Thomas said:
This all depends on the type of Unix pipe you are talking about, and on
the heritage of the particular Unix version.
Classic Unix pipes need not use sockets at all. In SVR4 these ones are
implemented on top of the streams io framework. In older AT&T Unix
version it was just some particular code in the kernel.
So called stream pipes are socked-based in BSD Unix systems, and simply
pipes-based in SVR4.
It's been a while since I did any programming requiring pipes. In those days the
pipe system call returned a pair of file descriptors, one for read and one for
write. It was the responsibility of the programmer to ensure that the correct
end of each was closed in the parent/child to allow correct communications.

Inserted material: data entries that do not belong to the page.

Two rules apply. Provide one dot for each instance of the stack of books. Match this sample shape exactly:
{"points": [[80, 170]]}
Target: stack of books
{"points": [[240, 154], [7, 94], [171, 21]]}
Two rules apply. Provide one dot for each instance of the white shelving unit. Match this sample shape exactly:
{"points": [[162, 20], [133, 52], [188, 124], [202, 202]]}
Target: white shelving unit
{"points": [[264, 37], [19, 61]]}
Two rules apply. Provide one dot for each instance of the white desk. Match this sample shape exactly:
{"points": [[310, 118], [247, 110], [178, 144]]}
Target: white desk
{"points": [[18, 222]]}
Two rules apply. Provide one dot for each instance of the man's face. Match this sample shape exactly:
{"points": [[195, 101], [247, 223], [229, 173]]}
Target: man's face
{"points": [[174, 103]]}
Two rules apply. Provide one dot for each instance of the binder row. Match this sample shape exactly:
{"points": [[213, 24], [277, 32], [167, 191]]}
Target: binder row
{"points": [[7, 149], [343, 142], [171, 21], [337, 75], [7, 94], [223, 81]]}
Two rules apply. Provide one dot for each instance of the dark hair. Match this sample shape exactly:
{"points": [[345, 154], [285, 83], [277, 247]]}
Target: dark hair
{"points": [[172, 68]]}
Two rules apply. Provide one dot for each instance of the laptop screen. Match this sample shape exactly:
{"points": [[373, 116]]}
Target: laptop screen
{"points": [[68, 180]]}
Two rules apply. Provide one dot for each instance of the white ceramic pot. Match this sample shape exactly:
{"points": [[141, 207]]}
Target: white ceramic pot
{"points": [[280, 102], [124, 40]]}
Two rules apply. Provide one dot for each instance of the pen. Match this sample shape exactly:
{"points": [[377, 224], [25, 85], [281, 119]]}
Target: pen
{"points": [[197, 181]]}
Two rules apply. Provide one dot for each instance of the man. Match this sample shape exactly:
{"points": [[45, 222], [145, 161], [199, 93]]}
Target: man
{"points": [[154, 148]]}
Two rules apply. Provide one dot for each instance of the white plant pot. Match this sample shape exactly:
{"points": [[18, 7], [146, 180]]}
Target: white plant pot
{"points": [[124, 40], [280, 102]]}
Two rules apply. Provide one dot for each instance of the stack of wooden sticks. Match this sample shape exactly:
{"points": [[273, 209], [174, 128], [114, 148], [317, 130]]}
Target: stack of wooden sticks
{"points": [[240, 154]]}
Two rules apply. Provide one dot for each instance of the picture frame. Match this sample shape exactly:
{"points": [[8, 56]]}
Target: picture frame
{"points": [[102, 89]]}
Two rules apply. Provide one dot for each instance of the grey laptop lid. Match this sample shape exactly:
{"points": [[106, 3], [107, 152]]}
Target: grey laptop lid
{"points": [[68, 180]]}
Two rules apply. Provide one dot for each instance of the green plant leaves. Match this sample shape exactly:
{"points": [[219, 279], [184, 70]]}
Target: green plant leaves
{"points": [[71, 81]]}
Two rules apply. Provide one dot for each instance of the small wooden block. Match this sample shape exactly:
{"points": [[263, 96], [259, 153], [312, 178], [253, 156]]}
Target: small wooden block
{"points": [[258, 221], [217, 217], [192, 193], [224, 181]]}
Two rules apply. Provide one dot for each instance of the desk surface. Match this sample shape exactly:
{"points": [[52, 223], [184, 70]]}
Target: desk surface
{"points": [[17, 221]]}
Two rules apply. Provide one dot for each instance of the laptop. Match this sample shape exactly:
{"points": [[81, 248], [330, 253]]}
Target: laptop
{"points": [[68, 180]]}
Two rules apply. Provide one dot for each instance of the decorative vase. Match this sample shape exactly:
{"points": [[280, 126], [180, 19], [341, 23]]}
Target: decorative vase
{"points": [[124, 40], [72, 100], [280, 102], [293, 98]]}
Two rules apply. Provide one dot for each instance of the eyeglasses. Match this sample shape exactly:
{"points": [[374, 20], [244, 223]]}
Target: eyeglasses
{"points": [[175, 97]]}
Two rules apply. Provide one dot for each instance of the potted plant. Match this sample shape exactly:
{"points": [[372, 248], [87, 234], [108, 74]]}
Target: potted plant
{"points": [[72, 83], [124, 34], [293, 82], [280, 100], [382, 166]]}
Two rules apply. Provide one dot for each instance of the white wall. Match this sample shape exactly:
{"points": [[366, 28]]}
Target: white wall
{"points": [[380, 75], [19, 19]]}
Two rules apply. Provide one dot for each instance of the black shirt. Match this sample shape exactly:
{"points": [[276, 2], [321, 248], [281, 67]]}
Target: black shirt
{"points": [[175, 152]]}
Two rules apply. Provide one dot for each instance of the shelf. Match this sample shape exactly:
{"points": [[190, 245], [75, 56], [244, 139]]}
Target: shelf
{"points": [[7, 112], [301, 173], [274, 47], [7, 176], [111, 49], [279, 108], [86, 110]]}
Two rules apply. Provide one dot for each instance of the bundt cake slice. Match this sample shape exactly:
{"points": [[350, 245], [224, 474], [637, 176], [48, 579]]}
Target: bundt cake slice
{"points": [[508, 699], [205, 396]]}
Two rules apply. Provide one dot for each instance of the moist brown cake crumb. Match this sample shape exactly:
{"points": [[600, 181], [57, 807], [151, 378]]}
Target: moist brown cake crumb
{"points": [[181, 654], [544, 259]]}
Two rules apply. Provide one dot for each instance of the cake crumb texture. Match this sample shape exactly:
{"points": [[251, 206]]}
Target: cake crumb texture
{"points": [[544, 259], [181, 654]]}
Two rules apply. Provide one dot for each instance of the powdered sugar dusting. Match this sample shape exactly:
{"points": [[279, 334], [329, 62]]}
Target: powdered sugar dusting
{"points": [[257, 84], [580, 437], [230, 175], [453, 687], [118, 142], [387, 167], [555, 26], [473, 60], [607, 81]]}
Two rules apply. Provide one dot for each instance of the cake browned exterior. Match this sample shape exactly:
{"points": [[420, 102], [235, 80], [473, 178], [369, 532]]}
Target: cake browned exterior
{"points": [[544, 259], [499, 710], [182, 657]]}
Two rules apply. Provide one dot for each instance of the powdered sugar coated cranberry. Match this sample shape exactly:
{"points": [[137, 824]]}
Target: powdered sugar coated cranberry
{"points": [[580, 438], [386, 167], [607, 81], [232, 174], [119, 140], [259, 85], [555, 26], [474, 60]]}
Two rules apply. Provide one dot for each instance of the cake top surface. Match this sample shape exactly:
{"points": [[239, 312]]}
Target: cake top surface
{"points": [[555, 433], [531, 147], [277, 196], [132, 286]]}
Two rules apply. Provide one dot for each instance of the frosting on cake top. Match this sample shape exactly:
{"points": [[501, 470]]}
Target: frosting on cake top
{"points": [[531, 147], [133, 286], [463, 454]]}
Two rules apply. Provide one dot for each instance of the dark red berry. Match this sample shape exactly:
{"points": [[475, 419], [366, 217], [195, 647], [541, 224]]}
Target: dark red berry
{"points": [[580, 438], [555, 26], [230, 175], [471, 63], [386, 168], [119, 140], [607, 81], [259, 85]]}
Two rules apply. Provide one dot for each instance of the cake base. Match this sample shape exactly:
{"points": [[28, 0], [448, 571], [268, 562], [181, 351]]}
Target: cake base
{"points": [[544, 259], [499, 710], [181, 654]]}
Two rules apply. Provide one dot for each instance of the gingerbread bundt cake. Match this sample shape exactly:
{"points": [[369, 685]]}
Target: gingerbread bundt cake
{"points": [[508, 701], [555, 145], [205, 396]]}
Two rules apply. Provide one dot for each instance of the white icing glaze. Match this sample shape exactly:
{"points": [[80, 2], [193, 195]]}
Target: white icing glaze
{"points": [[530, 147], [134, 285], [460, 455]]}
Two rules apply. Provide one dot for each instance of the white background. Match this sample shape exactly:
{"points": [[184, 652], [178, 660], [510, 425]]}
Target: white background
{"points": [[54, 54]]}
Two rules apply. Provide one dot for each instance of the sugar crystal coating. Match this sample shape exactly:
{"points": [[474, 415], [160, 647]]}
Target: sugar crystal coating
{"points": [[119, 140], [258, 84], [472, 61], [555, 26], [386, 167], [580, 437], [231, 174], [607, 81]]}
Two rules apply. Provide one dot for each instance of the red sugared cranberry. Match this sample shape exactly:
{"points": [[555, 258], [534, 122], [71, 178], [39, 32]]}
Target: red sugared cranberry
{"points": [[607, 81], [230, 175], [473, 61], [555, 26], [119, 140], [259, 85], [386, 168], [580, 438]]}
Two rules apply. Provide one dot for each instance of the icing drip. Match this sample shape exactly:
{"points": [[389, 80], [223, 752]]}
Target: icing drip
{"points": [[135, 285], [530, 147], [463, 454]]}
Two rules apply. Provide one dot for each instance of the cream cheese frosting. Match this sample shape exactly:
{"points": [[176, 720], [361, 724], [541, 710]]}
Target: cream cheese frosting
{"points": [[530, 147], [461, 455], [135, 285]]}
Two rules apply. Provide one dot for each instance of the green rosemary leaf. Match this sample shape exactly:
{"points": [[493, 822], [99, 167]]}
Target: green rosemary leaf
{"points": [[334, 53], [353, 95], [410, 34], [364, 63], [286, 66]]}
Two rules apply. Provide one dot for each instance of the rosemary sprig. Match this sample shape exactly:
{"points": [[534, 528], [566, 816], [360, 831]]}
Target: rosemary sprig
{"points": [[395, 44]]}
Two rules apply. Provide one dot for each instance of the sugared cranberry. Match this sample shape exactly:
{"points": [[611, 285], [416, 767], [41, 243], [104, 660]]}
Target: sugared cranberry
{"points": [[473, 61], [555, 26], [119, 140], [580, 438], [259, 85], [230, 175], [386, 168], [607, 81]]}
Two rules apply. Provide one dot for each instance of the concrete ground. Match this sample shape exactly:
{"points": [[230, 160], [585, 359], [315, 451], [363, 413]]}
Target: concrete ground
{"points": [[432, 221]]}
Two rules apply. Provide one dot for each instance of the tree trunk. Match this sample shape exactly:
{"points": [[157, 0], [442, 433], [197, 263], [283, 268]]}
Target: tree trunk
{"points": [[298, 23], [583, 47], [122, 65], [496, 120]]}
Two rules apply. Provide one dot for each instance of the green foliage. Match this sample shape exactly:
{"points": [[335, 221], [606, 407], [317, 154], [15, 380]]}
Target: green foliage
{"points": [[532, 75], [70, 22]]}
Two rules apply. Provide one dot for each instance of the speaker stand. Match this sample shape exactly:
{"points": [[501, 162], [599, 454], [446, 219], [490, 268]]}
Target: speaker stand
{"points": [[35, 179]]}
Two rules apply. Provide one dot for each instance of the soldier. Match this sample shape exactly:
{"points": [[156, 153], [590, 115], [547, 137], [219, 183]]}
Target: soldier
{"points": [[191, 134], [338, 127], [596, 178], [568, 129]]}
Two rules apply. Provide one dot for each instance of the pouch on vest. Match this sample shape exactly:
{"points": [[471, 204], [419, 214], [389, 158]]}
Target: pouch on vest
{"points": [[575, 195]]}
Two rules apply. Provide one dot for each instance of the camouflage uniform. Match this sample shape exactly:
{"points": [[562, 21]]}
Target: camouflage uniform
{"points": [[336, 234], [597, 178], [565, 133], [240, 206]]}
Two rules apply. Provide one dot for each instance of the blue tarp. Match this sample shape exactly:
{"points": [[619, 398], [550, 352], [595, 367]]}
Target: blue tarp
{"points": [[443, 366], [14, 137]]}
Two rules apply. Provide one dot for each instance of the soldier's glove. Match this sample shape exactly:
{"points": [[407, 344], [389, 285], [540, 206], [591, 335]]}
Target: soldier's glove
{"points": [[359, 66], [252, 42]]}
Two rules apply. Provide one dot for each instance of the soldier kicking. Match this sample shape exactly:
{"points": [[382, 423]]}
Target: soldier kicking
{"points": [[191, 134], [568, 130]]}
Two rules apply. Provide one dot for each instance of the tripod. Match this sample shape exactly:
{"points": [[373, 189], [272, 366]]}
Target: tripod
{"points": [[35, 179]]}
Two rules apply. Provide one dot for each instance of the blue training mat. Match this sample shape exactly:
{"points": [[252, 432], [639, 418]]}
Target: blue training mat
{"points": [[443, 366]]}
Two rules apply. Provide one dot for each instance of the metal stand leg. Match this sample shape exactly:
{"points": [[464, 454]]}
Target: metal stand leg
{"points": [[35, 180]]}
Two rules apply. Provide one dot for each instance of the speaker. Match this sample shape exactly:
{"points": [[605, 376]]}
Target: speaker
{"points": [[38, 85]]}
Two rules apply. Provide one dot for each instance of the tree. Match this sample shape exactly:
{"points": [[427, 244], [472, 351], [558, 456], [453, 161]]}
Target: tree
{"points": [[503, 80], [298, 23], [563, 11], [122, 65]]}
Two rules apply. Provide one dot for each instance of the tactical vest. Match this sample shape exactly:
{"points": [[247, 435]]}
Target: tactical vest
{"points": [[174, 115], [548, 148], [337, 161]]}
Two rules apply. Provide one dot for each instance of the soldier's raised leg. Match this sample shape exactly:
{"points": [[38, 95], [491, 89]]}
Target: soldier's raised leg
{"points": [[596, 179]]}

As in all fields, progress has been made (but not necessarily in the
documentation). According to the man pages for Linux/IRIX/Solaris the pipe
system call still returns a classic, uni-directional pipe. To further confuse
matters IRIX implements 2 versions of pipe, one with the conventional SVR3.2
uni-directional semantics and another with the bi-directional SVR4 semantics,
controlled either by a kernel tunable parameter, or the library linked at
runtime.
Which type of pipe is really returned remains a mystery...
Regarding SVR4,
pipes.
here the normal pipe is already bi-directional (due to the
implementation on top of the streams io framework). When you ask for a
pipe, you always get a bi-directional one in SVR4. While on BSD systems
you have to ask for a socket pair to get a bi-directional one (or use
two normal pipes).
Sorry, what I meant to say was that Pipe is uni-directional. According to the
API Javadocs it implements a uni-directional pipe.